We follow Nina on several journeys into her memories, culminating in that strong affirmation that she has become “more than my mother’s daughter”. She revisits the love she shared with Seth, her first boyfriend; or, she now wonders, was it just the sex? She recalls in relentless detail the tsunami of orgasms triggered by a vibrator, the only present Seth ever gave her. Another memory takes her to Rome and Florence with her mother, where she is overwhelmed by paintings and sculptures, all created by men, depicting the sufferings – all inflicted by men – of virgin saints, climaxing in ecstasy fused with agony. Eros and Thanatos, her mother points out, sex and death. Back home in California, Nina is carrying out community service, a redemptive punishment for her treatment of one of her classmates; her action – involving a photograph posted on social media – was so repulsively cruel that she seems unable to tell us what she did until her tale is almost done. She enjoys the work she is required to do with homeless dogs in an animal shelter sited in a neighbourhood far less affluent than her own. The reward for the unconditional love some of these dogs have given is to be killed and rendered down for use in manufacturing lipstick. In another particularly powerful segment of her story, she records her moment by moment experience of abortion – kept secret from her parents and boyfriend. In fact, Nina shares very few conversations of any depth with males; from her perspective, those who impinge at all upon her life – Seth, her mostly absent father, her English teacher – remain unknowable.

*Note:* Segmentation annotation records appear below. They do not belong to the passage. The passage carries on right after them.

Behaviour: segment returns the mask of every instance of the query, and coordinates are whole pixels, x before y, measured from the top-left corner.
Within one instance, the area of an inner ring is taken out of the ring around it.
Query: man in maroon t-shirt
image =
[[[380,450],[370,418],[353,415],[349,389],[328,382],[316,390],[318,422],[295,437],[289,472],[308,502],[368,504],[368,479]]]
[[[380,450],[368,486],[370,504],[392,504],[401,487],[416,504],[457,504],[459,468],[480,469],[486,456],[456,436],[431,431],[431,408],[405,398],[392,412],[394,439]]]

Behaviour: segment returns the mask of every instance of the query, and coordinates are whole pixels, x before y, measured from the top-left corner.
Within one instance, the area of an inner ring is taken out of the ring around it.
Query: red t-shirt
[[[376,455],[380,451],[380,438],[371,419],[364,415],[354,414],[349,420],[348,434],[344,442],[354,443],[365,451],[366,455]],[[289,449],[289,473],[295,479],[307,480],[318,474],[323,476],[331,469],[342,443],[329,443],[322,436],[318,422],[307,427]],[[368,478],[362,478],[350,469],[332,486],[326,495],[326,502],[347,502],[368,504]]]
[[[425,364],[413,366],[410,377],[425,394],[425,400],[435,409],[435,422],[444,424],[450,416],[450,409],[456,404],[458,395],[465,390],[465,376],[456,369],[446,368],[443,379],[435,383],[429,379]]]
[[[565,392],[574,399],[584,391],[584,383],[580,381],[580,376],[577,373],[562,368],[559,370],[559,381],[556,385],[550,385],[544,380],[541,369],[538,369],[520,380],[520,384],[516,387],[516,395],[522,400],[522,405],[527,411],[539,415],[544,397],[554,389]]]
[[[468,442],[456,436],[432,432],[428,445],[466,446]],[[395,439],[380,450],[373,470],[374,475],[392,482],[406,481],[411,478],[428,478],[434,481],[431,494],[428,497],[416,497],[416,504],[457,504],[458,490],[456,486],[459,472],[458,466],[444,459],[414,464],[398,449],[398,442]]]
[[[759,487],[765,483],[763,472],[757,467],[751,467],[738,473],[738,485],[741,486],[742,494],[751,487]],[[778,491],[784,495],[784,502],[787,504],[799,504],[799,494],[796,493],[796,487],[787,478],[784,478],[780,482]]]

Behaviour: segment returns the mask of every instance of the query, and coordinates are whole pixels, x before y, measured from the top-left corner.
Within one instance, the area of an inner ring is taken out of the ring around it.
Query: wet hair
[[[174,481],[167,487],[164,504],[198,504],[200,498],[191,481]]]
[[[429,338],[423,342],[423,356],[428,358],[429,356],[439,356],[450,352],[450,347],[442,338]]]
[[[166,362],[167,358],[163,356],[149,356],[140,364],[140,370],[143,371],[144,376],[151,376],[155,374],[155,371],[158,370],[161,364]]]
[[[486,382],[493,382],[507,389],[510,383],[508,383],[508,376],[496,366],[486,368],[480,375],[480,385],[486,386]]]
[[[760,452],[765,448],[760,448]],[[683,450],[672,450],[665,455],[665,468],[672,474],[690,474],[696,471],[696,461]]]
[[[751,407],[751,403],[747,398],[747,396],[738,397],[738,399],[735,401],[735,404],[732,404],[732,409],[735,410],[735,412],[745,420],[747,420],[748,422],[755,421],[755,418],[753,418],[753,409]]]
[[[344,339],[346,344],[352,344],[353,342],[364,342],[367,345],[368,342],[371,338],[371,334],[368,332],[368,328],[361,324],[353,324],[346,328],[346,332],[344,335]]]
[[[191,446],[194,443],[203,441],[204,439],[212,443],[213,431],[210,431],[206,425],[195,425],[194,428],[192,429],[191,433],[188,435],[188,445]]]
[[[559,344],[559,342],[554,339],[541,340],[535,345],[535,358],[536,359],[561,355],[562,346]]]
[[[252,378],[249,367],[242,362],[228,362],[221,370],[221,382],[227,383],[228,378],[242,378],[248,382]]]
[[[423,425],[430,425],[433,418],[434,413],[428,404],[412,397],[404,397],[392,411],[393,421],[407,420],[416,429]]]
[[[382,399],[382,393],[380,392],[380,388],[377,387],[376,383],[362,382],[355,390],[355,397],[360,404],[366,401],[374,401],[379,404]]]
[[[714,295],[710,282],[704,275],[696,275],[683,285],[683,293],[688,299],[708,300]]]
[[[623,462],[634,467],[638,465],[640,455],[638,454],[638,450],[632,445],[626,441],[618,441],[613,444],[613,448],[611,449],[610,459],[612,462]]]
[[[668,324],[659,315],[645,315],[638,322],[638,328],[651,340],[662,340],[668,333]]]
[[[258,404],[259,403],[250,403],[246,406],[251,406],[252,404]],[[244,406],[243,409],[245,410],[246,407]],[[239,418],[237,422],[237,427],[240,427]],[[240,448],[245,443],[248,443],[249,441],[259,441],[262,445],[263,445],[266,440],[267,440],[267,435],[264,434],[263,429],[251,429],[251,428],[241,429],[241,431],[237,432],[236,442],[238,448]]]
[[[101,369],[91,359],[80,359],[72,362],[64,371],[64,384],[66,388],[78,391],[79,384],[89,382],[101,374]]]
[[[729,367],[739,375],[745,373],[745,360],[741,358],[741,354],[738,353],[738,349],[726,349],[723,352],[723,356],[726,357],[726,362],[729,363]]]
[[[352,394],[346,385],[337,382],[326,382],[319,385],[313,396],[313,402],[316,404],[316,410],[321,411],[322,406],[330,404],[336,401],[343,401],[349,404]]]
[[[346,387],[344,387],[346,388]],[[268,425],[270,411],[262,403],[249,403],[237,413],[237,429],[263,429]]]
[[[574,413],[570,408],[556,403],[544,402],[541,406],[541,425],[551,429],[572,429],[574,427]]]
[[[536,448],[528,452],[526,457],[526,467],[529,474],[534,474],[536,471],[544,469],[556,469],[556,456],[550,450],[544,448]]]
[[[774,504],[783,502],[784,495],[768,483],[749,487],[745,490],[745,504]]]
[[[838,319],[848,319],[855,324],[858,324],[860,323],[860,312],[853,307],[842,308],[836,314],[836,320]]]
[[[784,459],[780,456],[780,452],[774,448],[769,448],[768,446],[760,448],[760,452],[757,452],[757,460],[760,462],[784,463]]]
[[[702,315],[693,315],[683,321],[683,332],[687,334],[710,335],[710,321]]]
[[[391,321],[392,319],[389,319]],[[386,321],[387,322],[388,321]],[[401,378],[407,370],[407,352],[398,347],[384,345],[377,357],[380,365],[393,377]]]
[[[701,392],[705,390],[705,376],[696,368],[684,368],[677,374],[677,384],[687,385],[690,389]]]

Interspersed with these narratives, set in a different typeface, are short pieces of creative writing which contribute to a project for her Advanced Placement English class. They are unified in one way by Nina’s attempts to employ magic realism; and in another through their oblique insights into the experiences she describes in other chapters. All this makes for a fragmented chronology which expects intelligent, reflective readers. They will find that the interplay of the story’s diverse elements offers a powerful account of Nina’s uneven, restless growth through two years of mid-adolescence.